<THE EVENING NEWS>
Wednesday, February 24, 1999
MARKET CLOSE
DJIA             9399.67     -144.75     (-1.52%)
S&P 500          1253.41      -17.77     (-1.40%)
Nasdaq           2339.38      -36.97     (-1.56%)
Russell 2000      395.26       -3.75     (-0.94%)
30-Year Bond     96 8/32     -1 5/32  5.51 Yield

HEROES

Enterprise middleware solutions provider BEA Systems (Nasdaq: BEAS) moved up $1 5/16 to $17 1/4 after reporting pro forma Q4 EPS of $0.05 (excluding charges), flat with last year's results but a penny ahead of the Zacks mean estimate. Revenues were up 53% year-over-year, which restored enough confidence in the company within the analyst community to warrant upgrades from at least three brokerage firms today. Late last year, BEA's shares took a nearly 50% one-day nosedive after the firm warned of slowing revenues due to what it termed "a lengthening [of] the enterprise software sales cycle." Revenue growth definitely slowed in Q4 -- coming in at a less-than-heart-stopping 1.4% sequential rate -- but at least it didn't go negative. The Q4 results are still a far cry from the 17% sequential revenue growth the company had averaged over the prior six quarters.

Telecommunications dense wavelength division multiplexing (DWDM) systems designer Ciena Corp. (Nasdaq: CIEN) was lifted $2 5/8 to $27 1/4 after BancBoston Robertson Stephens raised its rating on the company to "buy" from "long-term attractive," citing an improved "pricing environment, customer concentration, and revenue stream visibility." The customer concentration issue is a lingering thorn in Ciena's side that may finally be working its way out. The firm's continuing shift from relying on a few big customers to many diverse but smaller clients will smooth out future earnings and will give the company some padding against the competitive threat posed by much larger rival Lucent Technologies (NYSE: LU).

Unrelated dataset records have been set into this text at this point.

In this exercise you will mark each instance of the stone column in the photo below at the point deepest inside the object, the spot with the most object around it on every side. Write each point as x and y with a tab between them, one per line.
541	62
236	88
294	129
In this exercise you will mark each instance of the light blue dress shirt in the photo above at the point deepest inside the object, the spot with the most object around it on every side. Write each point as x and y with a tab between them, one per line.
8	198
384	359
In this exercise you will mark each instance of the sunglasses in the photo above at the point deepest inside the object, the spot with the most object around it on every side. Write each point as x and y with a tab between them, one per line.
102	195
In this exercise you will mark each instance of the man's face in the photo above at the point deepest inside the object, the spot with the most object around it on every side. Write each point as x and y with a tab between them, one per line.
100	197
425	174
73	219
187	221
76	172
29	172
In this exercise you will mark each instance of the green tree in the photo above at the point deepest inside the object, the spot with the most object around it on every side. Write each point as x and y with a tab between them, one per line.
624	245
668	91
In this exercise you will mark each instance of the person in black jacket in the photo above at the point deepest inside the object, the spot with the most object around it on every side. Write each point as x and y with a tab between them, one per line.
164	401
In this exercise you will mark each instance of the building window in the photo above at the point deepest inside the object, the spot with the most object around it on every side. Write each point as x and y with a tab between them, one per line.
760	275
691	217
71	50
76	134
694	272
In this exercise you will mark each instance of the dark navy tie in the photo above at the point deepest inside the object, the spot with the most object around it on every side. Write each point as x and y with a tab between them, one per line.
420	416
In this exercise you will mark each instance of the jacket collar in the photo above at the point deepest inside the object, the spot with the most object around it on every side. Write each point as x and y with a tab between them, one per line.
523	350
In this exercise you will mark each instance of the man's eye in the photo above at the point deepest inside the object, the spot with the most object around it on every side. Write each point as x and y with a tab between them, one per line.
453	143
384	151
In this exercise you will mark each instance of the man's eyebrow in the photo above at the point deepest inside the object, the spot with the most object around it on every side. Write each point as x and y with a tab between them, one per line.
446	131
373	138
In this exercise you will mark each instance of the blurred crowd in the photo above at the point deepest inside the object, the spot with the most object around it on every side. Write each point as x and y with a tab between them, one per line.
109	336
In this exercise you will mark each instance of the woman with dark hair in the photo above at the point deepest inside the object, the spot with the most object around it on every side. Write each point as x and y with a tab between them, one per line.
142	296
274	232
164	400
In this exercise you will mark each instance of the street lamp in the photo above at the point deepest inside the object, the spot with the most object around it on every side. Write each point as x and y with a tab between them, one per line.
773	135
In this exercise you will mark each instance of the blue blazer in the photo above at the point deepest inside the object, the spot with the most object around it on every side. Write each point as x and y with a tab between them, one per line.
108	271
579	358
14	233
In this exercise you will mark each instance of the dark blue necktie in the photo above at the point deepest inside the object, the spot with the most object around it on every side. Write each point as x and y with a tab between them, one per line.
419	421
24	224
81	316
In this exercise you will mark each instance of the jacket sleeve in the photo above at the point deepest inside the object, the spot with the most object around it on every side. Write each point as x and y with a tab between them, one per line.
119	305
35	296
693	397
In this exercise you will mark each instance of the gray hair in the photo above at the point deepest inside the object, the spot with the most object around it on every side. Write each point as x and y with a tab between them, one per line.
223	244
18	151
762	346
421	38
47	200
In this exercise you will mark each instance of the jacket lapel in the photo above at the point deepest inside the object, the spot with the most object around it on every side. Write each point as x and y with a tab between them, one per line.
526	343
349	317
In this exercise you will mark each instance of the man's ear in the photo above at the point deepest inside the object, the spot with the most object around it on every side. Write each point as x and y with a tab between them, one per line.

Moreover, the concentration shift is probably the largest differentiating factor between Ciena's business today compared to what it looked like at this point last year, when the company's shares were trading near $44 per share.

QUICK TAKES: Fiber-optic network operator Qwest Communications International (Nasdaq: QWST) ventured $2 1/4 higher to $61 3/16 after saying it has completed the roll-out of end-to-end local business telecom networks in 10 major U.S. cities and plans to expand into 9 other local metropolitan markets by the end of this year... Air carrier Delta Air Lines (NYSE: DAL) ascended $3 1/16 to $61 after Merrill Lynch named the stock a "Focus 1 selection" and boosted its fiscal 1999 earnings estimate to $6.70 per share from $6.50 per share... Christian music products producer Integrity Inc. (Nasdaq: ITGR) gained $1 5/16 to $5 3/16 after forming online direct selling relationships with Amazon.com (Nasdaq: AMZN) and Didax's (Nasdaq: AMEN) Crosswalk.com site.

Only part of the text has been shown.